The elder grandmaster of drums Roy Haynes talks with The Root about his upcoming season-opening concert for Jazz at Lincoln Center, his roll call of influences and why his style remains in the pocket.
Roy Haynes percolating on drums is like Ali dancing on the tips of his toes, jabbin', snapping heads back, which is why they call him "Snap Crackle," for the way Haynes pops the pulse, the groove. He doesn't just keep time rudimentally -- he plays with time, listens oh so closely to his younger band mates and responds with empathy. Whenever you see him, he's always clean, dressed to the nines; in fact, back in the 1960s he was one of Esquire magazine's best-dressed men. He has a taste for vintage cars, but it's his tasty drumming style that really sets him apart and through which he's made his mark.

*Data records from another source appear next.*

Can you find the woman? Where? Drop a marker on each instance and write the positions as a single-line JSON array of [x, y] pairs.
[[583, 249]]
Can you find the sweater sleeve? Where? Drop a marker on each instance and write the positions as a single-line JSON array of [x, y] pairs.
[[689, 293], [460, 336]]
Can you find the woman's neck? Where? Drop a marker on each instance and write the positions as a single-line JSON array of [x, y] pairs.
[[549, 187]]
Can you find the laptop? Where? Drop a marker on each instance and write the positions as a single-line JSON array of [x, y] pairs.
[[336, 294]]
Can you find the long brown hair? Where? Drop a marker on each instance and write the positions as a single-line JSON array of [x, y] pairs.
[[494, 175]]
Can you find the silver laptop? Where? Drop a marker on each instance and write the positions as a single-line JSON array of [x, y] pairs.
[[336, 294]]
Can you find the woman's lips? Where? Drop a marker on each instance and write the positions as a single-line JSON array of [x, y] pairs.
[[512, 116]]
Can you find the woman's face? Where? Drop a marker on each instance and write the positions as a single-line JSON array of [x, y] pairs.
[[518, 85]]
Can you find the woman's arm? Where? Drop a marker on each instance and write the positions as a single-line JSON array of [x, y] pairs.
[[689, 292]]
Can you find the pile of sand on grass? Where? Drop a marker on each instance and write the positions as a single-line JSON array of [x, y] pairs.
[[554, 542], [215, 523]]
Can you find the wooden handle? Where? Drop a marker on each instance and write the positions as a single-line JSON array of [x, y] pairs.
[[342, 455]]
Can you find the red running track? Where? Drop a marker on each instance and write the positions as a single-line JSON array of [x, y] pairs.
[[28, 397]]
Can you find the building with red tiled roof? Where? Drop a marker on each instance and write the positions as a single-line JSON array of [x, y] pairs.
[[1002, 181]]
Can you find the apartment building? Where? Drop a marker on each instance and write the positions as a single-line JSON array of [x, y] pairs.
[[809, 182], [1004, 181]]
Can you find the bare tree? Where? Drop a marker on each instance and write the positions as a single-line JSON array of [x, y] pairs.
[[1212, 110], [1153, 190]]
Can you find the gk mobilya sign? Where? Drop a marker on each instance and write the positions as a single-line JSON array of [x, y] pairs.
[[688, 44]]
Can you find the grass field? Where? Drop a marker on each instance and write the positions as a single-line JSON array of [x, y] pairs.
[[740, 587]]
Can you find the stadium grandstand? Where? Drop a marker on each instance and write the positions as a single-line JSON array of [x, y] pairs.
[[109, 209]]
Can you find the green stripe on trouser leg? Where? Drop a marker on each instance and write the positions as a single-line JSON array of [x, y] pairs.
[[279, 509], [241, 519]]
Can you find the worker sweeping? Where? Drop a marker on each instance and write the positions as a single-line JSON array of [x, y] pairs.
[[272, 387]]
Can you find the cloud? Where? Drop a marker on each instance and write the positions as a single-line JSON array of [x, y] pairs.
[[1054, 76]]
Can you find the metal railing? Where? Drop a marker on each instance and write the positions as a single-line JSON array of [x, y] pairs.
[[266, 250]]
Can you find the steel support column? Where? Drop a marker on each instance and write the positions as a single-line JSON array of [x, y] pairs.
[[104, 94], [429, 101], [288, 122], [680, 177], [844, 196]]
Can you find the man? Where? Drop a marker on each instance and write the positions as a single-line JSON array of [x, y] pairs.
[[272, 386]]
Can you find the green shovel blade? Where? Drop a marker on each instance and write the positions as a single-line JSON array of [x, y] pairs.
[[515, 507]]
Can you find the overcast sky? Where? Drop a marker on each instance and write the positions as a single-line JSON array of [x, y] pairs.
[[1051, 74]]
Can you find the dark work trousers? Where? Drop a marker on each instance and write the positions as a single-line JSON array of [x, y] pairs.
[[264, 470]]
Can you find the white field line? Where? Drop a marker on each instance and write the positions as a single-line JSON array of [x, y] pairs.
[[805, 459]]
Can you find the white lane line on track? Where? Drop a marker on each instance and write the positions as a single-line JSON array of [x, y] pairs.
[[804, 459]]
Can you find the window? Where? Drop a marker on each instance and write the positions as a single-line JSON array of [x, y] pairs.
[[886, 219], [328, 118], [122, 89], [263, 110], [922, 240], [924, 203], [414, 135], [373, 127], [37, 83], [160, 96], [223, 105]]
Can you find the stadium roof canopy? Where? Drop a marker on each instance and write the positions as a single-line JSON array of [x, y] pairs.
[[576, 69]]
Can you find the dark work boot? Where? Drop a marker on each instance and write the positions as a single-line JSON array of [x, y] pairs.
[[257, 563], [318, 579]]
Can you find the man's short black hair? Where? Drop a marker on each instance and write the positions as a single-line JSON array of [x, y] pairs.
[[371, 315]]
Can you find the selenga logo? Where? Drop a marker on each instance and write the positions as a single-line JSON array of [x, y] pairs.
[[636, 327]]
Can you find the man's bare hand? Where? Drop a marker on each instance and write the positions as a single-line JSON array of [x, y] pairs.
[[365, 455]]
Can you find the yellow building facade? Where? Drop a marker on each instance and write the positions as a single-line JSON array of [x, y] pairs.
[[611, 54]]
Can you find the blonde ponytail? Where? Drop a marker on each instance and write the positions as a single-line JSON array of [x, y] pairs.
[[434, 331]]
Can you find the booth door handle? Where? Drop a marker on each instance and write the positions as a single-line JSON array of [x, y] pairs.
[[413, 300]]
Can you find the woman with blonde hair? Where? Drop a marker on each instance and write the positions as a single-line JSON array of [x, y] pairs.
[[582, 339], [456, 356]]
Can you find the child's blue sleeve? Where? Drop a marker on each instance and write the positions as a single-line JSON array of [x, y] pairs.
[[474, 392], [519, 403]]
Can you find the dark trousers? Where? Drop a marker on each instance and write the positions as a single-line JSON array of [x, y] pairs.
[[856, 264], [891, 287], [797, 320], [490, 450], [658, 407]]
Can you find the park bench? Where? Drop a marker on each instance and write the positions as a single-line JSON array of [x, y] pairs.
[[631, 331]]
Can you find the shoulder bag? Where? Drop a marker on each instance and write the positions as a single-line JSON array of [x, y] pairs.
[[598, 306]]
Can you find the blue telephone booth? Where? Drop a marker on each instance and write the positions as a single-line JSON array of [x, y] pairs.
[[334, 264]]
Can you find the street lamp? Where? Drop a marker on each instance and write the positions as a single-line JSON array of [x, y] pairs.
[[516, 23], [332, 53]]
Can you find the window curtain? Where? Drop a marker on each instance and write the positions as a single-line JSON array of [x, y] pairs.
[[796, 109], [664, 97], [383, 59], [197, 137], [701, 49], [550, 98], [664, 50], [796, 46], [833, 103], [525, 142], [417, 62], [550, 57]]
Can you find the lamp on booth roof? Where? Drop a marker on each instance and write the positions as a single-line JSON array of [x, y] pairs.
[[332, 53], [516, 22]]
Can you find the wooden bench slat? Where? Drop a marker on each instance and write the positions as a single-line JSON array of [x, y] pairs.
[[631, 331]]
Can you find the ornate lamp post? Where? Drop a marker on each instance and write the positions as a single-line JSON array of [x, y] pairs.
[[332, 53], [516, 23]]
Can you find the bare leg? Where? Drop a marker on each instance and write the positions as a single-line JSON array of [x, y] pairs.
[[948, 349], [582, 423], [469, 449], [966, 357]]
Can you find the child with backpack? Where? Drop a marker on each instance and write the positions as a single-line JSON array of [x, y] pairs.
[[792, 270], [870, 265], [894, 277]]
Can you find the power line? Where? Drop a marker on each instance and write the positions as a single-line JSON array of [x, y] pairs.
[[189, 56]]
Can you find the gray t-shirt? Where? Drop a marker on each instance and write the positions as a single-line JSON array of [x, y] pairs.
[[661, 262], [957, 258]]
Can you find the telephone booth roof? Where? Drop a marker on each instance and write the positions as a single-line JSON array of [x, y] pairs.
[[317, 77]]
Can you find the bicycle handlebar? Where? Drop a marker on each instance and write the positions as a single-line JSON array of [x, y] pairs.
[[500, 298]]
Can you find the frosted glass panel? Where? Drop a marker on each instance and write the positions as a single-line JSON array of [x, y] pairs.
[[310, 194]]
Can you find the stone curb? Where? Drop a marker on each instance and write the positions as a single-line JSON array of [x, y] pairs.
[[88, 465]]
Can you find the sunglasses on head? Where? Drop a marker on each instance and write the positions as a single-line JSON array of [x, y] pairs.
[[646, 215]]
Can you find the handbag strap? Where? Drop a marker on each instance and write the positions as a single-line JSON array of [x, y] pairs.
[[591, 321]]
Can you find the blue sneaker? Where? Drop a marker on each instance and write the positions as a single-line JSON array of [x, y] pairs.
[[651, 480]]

In the first several decades of his career, Haynes on the regular played with the icons of jazz: Pops, Prez, Bird, Diz, Monk, Miles, Mary Lou, Getz, Coltrane, Billie, Sarah, Ella, to name a bunch. Nowadays, he's a great-grandfather whose aptly named Fountain of Youth Band travels the world summoning wonder. Very recently, Haynes made an impromptu appearance at Sonny Rollins' 80th-birthday concert and threw down the gauntlet of pleasure with Rollins, Christian McBride and free-jazz pioneer Ornette Coleman.